Multi-node Scaling on Intel Xeon Processors

Throughput Performance Scaling for Inception-Resnet-V2_2

Fig. 1 – Throughput Performance Scaling for Inception-Resnet-V2_2

In Figure 1, we show the scaling performance numbers of Intel Xeon processor optimizations for TensorFlow 1.8 for InceptionResNet-v2* training, running on up to 32 nodes containing Intel® Xeon® Gold processors. A real training dataset was used to perform these runs. As shown in the charts below, by running one MPI process per node, InceptionResNet-v2 was able to maintain at least 80 percent scalability for up to 32 nodes. So, with the higher throughput for InceptionResNet-v2 and Inception-v3, time to train is reduced significantly.

Model Evaluation

It is recommended to save the model checkpoint for each few epochs while training is in process. Then, evaluate the training model for every few epochs using the saved checkpoints to check if the training is converging. Tuning the training hyperparamaters may be necessary if the evaluation shows the increase of loss of accuracy. Here, we have shown the run command to evaluate the training checkpoints at 75000 steps.

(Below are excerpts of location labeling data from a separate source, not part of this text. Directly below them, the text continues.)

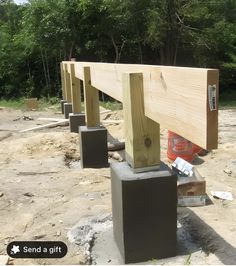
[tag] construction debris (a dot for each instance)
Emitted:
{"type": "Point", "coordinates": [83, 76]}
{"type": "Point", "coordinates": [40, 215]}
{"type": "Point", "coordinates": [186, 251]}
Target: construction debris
{"type": "Point", "coordinates": [4, 260]}
{"type": "Point", "coordinates": [222, 195]}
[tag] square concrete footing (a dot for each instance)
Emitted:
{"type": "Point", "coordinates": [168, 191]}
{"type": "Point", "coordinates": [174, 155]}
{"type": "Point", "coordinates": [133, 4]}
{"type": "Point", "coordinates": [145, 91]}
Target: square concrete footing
{"type": "Point", "coordinates": [93, 147]}
{"type": "Point", "coordinates": [144, 210]}
{"type": "Point", "coordinates": [76, 120]}
{"type": "Point", "coordinates": [62, 106]}
{"type": "Point", "coordinates": [67, 109]}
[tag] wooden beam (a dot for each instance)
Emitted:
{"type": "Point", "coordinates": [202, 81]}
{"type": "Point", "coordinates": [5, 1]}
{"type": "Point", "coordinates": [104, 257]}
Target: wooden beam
{"type": "Point", "coordinates": [91, 101]}
{"type": "Point", "coordinates": [62, 81]}
{"type": "Point", "coordinates": [175, 97]}
{"type": "Point", "coordinates": [142, 135]}
{"type": "Point", "coordinates": [67, 83]}
{"type": "Point", "coordinates": [75, 91]}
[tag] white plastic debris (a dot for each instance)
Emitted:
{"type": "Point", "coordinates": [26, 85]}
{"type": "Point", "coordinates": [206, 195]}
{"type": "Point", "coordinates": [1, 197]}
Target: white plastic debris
{"type": "Point", "coordinates": [183, 166]}
{"type": "Point", "coordinates": [222, 195]}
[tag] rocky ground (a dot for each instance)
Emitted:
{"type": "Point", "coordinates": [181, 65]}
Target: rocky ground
{"type": "Point", "coordinates": [45, 195]}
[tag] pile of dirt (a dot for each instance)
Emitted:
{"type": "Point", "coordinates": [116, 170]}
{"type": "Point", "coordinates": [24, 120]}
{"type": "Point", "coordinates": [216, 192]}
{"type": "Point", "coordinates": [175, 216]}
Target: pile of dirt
{"type": "Point", "coordinates": [54, 143]}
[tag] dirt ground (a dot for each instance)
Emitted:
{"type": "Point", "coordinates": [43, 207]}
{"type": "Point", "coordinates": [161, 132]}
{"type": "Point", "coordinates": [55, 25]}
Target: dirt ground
{"type": "Point", "coordinates": [45, 195]}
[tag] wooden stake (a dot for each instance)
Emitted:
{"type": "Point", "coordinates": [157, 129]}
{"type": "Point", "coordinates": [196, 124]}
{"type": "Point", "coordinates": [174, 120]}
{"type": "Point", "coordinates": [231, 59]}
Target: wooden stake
{"type": "Point", "coordinates": [91, 100]}
{"type": "Point", "coordinates": [75, 91]}
{"type": "Point", "coordinates": [62, 81]}
{"type": "Point", "coordinates": [142, 135]}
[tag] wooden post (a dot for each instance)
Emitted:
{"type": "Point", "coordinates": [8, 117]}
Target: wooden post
{"type": "Point", "coordinates": [142, 134]}
{"type": "Point", "coordinates": [67, 84]}
{"type": "Point", "coordinates": [62, 81]}
{"type": "Point", "coordinates": [91, 100]}
{"type": "Point", "coordinates": [75, 91]}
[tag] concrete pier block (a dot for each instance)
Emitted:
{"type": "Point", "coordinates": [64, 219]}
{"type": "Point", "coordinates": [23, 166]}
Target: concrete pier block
{"type": "Point", "coordinates": [67, 109]}
{"type": "Point", "coordinates": [93, 147]}
{"type": "Point", "coordinates": [76, 120]}
{"type": "Point", "coordinates": [144, 210]}
{"type": "Point", "coordinates": [62, 106]}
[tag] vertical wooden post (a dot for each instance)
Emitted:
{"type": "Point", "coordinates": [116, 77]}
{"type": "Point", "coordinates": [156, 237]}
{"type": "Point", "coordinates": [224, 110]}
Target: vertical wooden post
{"type": "Point", "coordinates": [91, 101]}
{"type": "Point", "coordinates": [62, 81]}
{"type": "Point", "coordinates": [75, 91]}
{"type": "Point", "coordinates": [142, 134]}
{"type": "Point", "coordinates": [67, 83]}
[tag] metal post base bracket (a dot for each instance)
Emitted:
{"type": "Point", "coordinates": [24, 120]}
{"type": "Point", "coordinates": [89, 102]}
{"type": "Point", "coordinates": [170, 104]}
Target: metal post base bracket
{"type": "Point", "coordinates": [67, 109]}
{"type": "Point", "coordinates": [76, 120]}
{"type": "Point", "coordinates": [93, 147]}
{"type": "Point", "coordinates": [144, 209]}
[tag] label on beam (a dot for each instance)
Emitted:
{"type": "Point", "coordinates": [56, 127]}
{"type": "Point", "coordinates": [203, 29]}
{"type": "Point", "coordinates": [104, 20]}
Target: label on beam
{"type": "Point", "coordinates": [212, 97]}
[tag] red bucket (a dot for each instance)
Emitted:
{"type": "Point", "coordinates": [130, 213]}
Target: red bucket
{"type": "Point", "coordinates": [179, 147]}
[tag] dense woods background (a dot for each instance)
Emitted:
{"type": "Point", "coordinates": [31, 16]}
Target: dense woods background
{"type": "Point", "coordinates": [36, 36]}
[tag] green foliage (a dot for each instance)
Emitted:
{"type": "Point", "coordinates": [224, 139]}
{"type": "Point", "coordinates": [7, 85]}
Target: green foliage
{"type": "Point", "coordinates": [188, 260]}
{"type": "Point", "coordinates": [36, 37]}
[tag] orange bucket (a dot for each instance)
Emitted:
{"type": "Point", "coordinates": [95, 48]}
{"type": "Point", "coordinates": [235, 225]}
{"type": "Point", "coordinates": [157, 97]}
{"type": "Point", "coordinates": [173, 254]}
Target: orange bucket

CHECKPOINT_FILE = ${CHECKPOINT_DIR}/model.ckpt-75000

$ python eval_image_classifier.py \
--alsologtostderr \
--checkpoint_path=${CHECKPOINT_FILE} \
--dataset_dir=${DATASET_DIR} \
--dataset_name=”dataset”\
--dataset_split_name=validation \
--model_name=inception_resnet_v2

Training Results

After completing the training in 108 epochs, we achieved near-SOTA accuracy for both Top-1 and Top-5 accuracy metrics. The accuracy metrics are shown in the Table 1 below.

Metrics Values
Top 1 Accuracy 76.7
Top 5 Accuracy 93.2
Epochs 108

During the training steps, the model also produces logs for learning rate variations and losses. These logs can be visualized by the TensorBoard* tool, included in the TensorFlow framework. In Figure 2, the warmup learning rate during the few epochs is shown, with a subsequent drop in learning rate. In Figure 3, loss values gradually decrease with epochs, which indicates the training is converging.

Fig 2

Fig 2: Learning rate variations with number of steps
Fig 3

Fig 3: Loss value variations with number of steps

 

Conclusion

Training convergence of a training model in a single node is well-studied. Training convergence on a multi-node CPU cluster is a comparatively new area. In this article we presented how to achieve near-SOTA accuracy using 32 nodes of an Intel Xeon processor-based cluster, along with the correct hyper parameter values during the warmup period and later training periods and the environment settings and run time commands needed to achieve near SOTA accuracy for multi-node CPU training. The procedure presented in this article can be helpful for training other models in multi-node CPU deployments.

Acknowledgement

The authors would like to thank Wei Wang and Mahmoud Abuzaina, and Md Faijul Amin from Intel’s Artificial Intelligence Product Group (AIPG) for their valuable suggestions during the project.